R v Lay
[2017] NZHC 1388
•22 June 2017
IN THE HIGH COURT OF NEW ZEALAND AUCKLAND REGISTRY
CRI-2016-404-008873 [2017] NZHC 1388
THE QUEEN
v
CHRISTOPHER LAY
Appearances: A McConachy for Crown
D P H Jones QC and H Drury for Prisoner
Date:
22 June 2017
SENTENCING NOTES OF COURTNEY J
R v LAY [2017] NZHC 1388 [22 June 2017]
[1] Christopher Lay, you appear for sentence today having pleaded guilty to charges of supplying the Class A drug cocaine, offering to supply cocaine and possessing cocaine for supply. I provided a sentencing indication in relation to these charges and today’s sentencing proceeds on the basis of that indication.1
[2] The charges arise from a police investigation into the supply of cocaine in Auckland in 2016. You were a specific target of that investigation and as a result of it a number of others to whom you supplied cocaine were apprehended and have been sentenced. It is accepted that in your case the total amount of pure cocaine either supplied or possessed for supply was 402 grams.
[3] As you understand by now, the purpose of sentencing in cases such as this, possession and supply of controlled drugs is primarily deterrence and denunciation. It is important, too, to promote a sense of responsibility in you and acknowledgement of the harm that you do to the community through the dealing in drugs of this kind. The relevant sentencing principles are the need to take into account the gravity of the offending, including the degree of culpability and the seriousness of the type of offence as indicated by the maximum penalty. The maximum penalty for the charges to which you have pleaded guilty is life imprisonment, which indicates just how seriously Parliament views this kind of offending.

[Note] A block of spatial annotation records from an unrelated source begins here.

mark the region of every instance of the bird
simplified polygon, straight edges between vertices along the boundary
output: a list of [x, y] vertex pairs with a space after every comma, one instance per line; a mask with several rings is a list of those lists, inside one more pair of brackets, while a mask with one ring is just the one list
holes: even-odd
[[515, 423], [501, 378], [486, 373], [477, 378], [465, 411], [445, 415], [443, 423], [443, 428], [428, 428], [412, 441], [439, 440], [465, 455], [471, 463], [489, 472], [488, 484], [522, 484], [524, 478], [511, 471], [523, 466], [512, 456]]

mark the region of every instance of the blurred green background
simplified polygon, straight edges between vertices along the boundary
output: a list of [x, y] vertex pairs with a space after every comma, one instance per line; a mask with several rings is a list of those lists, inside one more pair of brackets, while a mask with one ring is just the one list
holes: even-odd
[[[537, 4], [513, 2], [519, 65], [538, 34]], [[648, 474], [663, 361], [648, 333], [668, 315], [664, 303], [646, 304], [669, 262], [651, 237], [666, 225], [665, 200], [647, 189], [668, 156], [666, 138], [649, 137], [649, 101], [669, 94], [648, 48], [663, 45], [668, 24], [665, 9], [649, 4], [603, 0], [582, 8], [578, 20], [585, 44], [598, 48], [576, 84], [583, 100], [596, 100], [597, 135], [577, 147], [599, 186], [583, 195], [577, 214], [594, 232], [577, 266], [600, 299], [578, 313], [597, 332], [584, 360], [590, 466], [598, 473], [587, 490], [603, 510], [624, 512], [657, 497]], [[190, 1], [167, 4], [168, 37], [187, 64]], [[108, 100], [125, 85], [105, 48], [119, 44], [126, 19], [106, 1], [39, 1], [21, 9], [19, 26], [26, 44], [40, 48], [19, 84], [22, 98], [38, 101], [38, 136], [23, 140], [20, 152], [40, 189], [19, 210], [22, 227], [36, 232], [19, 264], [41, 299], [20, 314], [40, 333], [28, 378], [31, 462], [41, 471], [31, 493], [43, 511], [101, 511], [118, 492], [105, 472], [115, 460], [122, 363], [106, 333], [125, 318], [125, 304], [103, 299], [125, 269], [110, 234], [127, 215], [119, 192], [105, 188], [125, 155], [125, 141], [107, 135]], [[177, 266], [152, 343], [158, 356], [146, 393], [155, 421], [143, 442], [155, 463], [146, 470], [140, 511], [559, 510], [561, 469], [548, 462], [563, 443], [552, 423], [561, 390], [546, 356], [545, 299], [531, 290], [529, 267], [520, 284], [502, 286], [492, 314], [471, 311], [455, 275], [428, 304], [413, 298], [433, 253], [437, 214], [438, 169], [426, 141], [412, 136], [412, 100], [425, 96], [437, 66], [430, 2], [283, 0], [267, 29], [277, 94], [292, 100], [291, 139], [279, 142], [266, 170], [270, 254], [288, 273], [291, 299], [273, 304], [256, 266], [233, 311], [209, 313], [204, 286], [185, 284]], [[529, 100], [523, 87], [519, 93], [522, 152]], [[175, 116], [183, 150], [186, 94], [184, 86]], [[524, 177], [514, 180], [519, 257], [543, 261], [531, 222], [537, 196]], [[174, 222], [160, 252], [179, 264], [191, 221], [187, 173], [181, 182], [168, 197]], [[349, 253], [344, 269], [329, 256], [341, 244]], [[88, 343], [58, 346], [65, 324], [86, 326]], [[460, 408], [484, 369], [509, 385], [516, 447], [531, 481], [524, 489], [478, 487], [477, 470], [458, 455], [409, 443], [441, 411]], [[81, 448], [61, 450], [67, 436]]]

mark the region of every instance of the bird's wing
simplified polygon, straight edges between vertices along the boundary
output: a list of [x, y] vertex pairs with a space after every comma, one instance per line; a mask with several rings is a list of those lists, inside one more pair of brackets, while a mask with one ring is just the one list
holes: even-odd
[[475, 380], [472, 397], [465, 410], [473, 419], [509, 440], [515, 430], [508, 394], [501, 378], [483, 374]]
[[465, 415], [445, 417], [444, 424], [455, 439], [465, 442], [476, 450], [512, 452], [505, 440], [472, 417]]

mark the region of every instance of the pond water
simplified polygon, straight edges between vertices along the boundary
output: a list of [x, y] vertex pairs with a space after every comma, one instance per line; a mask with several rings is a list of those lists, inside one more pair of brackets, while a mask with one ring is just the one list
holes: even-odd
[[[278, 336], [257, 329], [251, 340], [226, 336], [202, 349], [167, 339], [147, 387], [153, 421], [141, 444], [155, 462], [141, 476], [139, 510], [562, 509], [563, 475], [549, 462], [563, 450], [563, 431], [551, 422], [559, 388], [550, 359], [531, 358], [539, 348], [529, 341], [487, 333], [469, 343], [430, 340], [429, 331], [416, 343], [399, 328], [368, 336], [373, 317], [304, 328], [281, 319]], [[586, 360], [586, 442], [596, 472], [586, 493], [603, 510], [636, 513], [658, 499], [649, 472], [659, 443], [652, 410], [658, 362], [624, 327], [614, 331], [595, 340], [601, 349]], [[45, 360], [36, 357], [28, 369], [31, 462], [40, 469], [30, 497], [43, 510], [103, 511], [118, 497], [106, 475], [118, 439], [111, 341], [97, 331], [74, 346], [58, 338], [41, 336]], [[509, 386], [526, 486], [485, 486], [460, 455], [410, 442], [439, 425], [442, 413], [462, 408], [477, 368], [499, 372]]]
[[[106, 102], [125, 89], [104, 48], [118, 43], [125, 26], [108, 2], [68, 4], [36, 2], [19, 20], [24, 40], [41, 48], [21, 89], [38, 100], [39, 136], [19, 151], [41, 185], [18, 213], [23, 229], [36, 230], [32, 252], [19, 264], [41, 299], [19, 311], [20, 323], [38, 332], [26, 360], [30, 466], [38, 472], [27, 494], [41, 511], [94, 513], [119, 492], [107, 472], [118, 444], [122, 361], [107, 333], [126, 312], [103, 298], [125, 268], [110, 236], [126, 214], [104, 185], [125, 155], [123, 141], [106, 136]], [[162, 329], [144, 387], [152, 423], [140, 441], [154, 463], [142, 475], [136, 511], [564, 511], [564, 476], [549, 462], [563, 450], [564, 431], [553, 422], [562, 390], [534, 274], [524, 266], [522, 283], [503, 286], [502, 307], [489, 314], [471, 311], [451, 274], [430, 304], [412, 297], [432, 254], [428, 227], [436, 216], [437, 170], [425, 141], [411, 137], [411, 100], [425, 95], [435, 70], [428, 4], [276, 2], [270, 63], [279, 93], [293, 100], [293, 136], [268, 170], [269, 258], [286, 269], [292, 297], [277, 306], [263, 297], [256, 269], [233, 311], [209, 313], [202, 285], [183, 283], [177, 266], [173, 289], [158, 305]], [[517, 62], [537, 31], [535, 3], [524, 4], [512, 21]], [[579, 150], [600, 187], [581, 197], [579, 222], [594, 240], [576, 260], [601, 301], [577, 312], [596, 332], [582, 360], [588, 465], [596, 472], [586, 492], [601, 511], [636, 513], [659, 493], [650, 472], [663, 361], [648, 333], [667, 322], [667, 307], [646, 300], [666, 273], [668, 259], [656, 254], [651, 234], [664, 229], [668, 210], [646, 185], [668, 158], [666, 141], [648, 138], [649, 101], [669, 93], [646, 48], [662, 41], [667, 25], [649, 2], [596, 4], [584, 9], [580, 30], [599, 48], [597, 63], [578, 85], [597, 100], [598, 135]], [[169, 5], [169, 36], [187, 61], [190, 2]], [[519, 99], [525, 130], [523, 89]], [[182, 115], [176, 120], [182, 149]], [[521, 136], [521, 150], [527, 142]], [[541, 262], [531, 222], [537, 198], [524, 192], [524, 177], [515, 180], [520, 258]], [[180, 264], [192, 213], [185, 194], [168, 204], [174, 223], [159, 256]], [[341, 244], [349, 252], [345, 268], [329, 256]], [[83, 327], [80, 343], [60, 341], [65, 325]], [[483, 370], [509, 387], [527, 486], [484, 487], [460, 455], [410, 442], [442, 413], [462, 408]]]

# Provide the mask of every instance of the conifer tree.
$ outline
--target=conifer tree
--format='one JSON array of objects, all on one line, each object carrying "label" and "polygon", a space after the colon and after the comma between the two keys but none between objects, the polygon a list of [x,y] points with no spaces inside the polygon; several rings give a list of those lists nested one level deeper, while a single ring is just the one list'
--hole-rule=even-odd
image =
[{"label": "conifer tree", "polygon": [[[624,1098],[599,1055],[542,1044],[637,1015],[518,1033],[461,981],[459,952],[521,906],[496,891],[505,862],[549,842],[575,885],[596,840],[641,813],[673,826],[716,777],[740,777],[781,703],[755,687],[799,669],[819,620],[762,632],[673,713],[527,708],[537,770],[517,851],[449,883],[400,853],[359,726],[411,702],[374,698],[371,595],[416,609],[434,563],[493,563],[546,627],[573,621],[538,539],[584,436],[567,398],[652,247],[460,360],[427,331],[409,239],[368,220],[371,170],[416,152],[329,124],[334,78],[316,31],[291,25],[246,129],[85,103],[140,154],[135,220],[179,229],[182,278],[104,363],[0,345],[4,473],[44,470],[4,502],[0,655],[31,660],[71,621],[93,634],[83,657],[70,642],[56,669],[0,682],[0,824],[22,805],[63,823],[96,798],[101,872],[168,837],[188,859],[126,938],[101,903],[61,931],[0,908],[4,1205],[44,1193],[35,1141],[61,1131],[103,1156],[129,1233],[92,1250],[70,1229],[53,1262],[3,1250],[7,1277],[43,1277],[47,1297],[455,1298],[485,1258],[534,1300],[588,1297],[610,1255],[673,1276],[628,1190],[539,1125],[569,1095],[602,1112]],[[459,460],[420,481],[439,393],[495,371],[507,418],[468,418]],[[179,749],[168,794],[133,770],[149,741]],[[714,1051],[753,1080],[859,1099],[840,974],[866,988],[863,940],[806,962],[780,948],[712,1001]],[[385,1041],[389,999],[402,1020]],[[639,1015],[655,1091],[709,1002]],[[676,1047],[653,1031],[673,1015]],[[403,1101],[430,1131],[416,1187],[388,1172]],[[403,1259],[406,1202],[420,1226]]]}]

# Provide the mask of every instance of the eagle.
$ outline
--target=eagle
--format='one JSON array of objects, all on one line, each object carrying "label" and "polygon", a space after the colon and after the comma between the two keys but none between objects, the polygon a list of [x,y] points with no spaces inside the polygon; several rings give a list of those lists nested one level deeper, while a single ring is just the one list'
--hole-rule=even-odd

[4] On the basis of previous cases dealing generally with Class A drug offending and cases that have some similarity to the facts in your case, I have concluded that a starting point of nine years’ imprisonment is the appropriate one.2 There are no aggravating features about your offending that would cause me to increase this starting point. Your counsel has, however, emphasised a number of factors that he says ought to be taken into account in mitigation and lead to a reduction in the
starting point.
1 R v Lay [2017] NZHC 1007.
2 R v Wickremasinghe HC Auckland TO13408, 28 March 2003; R v Fatu [2006] 2 NZLR 72 (CA);
Clarke v R [2013] NZCA 473; R v Hayward HC Auckland CRI-2001-092-4639, 13 September
2011; R v McGannan [2013] NZHC 915; R v Lockie [2013] NZHC 1625; R v Yee CA169/01, 29
November 2001.
[5] As I have already indicated in my sentencing indication, the fact that you have no prior convictions and were of previously of good character does not count for anything in terms of mitigation in relation to this kind of offending. Today Mr Jones has addressed the issues of remorse and of your personal circumstances, particularly in relation to your partner, Xi Cao. As to remorse, Judges are generally slow to treat the regret that a defendant feels at having been caught as genuine and extreme remorse that would justify a specific reduction. I am not satisfied that such a level of remorse exists here. As to your personal circumstances, your counsel has provided me with a number of character references that testify to your kind nature and caring attitude towards your family and friends. It is evident that you enjoy considerable support as a result. It is however only the circumstances of your partner, Ms Xi, that I regard as relevant for sentencing purposes. Ms Xi came to New Zealand from China in 2012 and the two of you have been a couple since 2014. She has written eloquently of the difficult times she has faced since losing a baby in
2016. She became very depressed and you were her main support throughout this time, her family still being in China. It is clear that she relied on you very much and that you did not let her down. But, although she is now studying and working, she is still heavily reliant on you as her main source of support. I accept that a lengthy term of imprisonment will be hard on her as it appears that her present intention is to stay in New Zealand and wait for your release. I am prepared to allow a small discount of five per cent to reflect this aspect of your situation.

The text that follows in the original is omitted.